Almost 50% of the new hyperadministrators might find they are, in one form or another, archivists or librarians, although the definition of the hyperlibrarian will be expanded to include software and hardware experts, artificial intelligence designers, communications experts, videotape artists and technicians, information guides, courseware designers, teaching assistants, research assistants, etc. Other administrative functions ought to remain the same, with the need for getting, maintaining, administering, apportioning and adding resources, fiscal, physical, and material, attracting students, sponsoring programs, communicating with the community at large, alumni, parents, new organizations, etc., arranging the calendar, scheduling meetings, etc.
Finally, we come to the shape of the student’s four-year career here, best expressed now in the bureaucratic mess we call the Institute Requirements. Since many of the disciplinary boundaries will be dismantled by the hyperversity system, there will be no need to require a distribution of courses in one or another domain. Students will find quite naturally that to find out everything they need to know to solve a problem or to research a subject or phenomenon, they will ultimately confront questions in domains represented by most, of not all, of what we now call the five schools. Similarly, the notion of a normal progress of courses from simple to complex will either be deeply imbedded in the hypertextual route a student follows in pursuing a topic, or else a trivial and irrelevant question.

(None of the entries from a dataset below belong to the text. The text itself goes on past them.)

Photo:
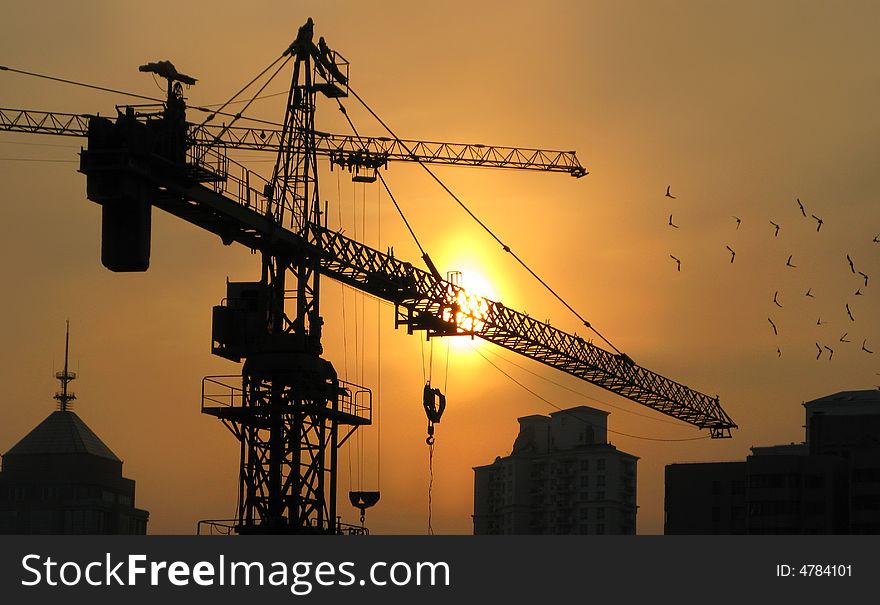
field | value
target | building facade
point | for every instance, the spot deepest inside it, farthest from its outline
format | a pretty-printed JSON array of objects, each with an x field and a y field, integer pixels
[
  {"x": 829, "y": 484},
  {"x": 62, "y": 479},
  {"x": 562, "y": 477}
]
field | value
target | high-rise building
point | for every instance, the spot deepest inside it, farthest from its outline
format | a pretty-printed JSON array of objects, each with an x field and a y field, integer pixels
[
  {"x": 62, "y": 479},
  {"x": 562, "y": 477},
  {"x": 829, "y": 484}
]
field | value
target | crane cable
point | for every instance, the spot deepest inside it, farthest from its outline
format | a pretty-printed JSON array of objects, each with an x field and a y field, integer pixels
[
  {"x": 237, "y": 116},
  {"x": 427, "y": 375},
  {"x": 384, "y": 184},
  {"x": 568, "y": 412},
  {"x": 504, "y": 246}
]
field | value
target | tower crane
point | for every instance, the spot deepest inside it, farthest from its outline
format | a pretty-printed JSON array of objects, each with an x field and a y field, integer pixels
[{"x": 289, "y": 409}]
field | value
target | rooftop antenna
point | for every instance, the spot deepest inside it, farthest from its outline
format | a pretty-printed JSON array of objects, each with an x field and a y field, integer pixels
[{"x": 64, "y": 397}]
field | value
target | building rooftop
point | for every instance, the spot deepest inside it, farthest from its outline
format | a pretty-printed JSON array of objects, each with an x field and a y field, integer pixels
[
  {"x": 62, "y": 432},
  {"x": 869, "y": 397}
]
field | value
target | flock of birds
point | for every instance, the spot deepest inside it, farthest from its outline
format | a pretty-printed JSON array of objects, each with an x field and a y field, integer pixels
[{"x": 821, "y": 349}]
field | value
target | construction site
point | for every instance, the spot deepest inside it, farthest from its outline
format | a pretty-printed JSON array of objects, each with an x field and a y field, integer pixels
[{"x": 303, "y": 311}]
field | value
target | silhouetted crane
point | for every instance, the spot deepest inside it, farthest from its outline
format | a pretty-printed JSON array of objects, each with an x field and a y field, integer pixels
[{"x": 289, "y": 410}]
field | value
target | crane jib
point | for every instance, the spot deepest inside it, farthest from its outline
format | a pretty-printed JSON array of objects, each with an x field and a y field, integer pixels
[{"x": 423, "y": 302}]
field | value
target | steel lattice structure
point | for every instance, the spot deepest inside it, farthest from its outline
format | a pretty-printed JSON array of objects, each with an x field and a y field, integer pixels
[
  {"x": 288, "y": 409},
  {"x": 376, "y": 150}
]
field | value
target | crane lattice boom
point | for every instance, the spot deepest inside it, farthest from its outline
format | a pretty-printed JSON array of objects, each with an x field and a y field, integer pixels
[{"x": 369, "y": 151}]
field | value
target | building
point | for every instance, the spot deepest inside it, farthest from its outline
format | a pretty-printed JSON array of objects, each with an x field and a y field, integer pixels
[
  {"x": 62, "y": 479},
  {"x": 562, "y": 477},
  {"x": 829, "y": 484}
]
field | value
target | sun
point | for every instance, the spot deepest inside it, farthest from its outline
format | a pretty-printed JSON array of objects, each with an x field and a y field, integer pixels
[{"x": 472, "y": 303}]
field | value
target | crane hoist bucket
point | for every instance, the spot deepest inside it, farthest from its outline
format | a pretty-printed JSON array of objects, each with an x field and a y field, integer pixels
[
  {"x": 362, "y": 501},
  {"x": 125, "y": 198}
]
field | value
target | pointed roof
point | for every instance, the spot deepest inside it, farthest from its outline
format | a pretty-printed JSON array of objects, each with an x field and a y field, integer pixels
[{"x": 62, "y": 432}]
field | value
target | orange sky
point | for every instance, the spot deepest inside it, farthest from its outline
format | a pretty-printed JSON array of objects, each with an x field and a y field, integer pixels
[{"x": 740, "y": 108}]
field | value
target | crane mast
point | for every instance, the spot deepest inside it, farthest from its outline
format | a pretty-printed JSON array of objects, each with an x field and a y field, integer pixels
[{"x": 289, "y": 409}]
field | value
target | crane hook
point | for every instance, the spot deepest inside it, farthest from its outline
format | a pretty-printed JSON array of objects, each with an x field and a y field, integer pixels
[{"x": 434, "y": 403}]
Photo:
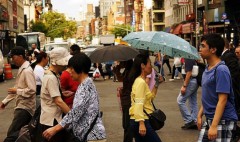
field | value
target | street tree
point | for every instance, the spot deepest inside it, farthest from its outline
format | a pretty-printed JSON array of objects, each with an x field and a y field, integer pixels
[
  {"x": 38, "y": 26},
  {"x": 58, "y": 26},
  {"x": 120, "y": 30}
]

Either a student already knows what he or she needs to know, or they will soon find out, or they will fail in their mission (because they couldn’t understand, didn’t ask the right questions or didn’t care to understand or ask). The idea of declaring a major will still hold some value, al though the idea of a ‘cum’ may not. In the place of a transcript of courses, a student could simply request a printout of the map of his/her tour through the archives, marked by dates and times, along with professor’s comments and evaluations appended at important landmarks along the route. The registrar’s function as gradekeeper ought to be obsolescent in the hyperversity, subsumed into the more enlightening task of tracking a student’s progress. A list of problems solved, devices designed and/or built, questions answered satisfactorily or not satisfactorily might also be supplied.
University as mini-universe
In the end, this is a vision of the university as a mini-universe we invite our students to explore with us. Technology and the new way it invites us to interact with knowledge and learning turns the university as an open, interconnected, ever-expanding book – or multi-media event – rather than a forced march down a few canals or channels. I believe it is a much more enlivening, emboldening, and enticing view of how we can fulfill our mission to teach, learn, research and treat each other as humans into the next millenium.